Remote store organization

Remote asset storage convention

Data object

Remote assets are stored in object stores, referenced as:

[provider]://[bucket]/[prefix]/[category]/[name]/[version]

In this "path":

  • provider is s3, azfs or gcs or file depending on the storage driver (value of MODELKIT_STORAGE_PROVIDER)
  • bucket is the remote container name (MODELKIT_STORAGE_BUCKET)

The rest of the "path" is the remote object's name and consists of

  • -prefix is a prefix to all assets for a given AssetsManager (MODELKIT_STORAGE_PREFIX)
  • name describes the asset. The name may contain path separators / but each file remotely will be stored as a single object.
  • version describes the asset version in the form X.Y

Note

If the asset is a directory, all sub files will be stored as separate objects under this prefix.

Meta object

In addition to the data, the asset object reside alongside a *.meta object:

[provider]://[bucket]/[prefix]/[category]/[name]/[version].meta

The meta is a JSON file containing

{
    "push_date": "", # ISO date of push
    "is_directory": True or False, # whether the asset has mulitple objects
    "contents": [] # list of suffixes of contents when is_directory is True
}

Version object

Assets have versions, following a Major.Minor version convention.

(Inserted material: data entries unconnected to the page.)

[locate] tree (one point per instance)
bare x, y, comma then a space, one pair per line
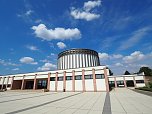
127, 73
146, 70
110, 72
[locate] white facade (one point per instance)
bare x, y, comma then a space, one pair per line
83, 79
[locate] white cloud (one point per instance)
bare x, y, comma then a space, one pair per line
61, 45
28, 60
38, 21
46, 67
29, 12
135, 56
45, 61
118, 64
84, 13
91, 4
103, 56
7, 63
15, 69
117, 56
135, 38
33, 48
43, 32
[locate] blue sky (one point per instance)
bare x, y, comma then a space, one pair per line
33, 32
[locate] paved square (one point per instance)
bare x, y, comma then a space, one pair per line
118, 101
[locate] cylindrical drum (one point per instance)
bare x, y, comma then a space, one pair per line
77, 58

We maintain a versions JSON file in order to keep track of the latest version. This avoids having to list objects by prefix on objects store, which is typically a very time consuming query.

It is stored at

[provider]://[bucket]/[assetsmanager-prefix]/[category]/[name].versions

And contains

{
    "versions": [], # list of ordered versions, latest first
}

Note

This is the only object on the object store that is not immutable. It is updated whenever an asset is updated.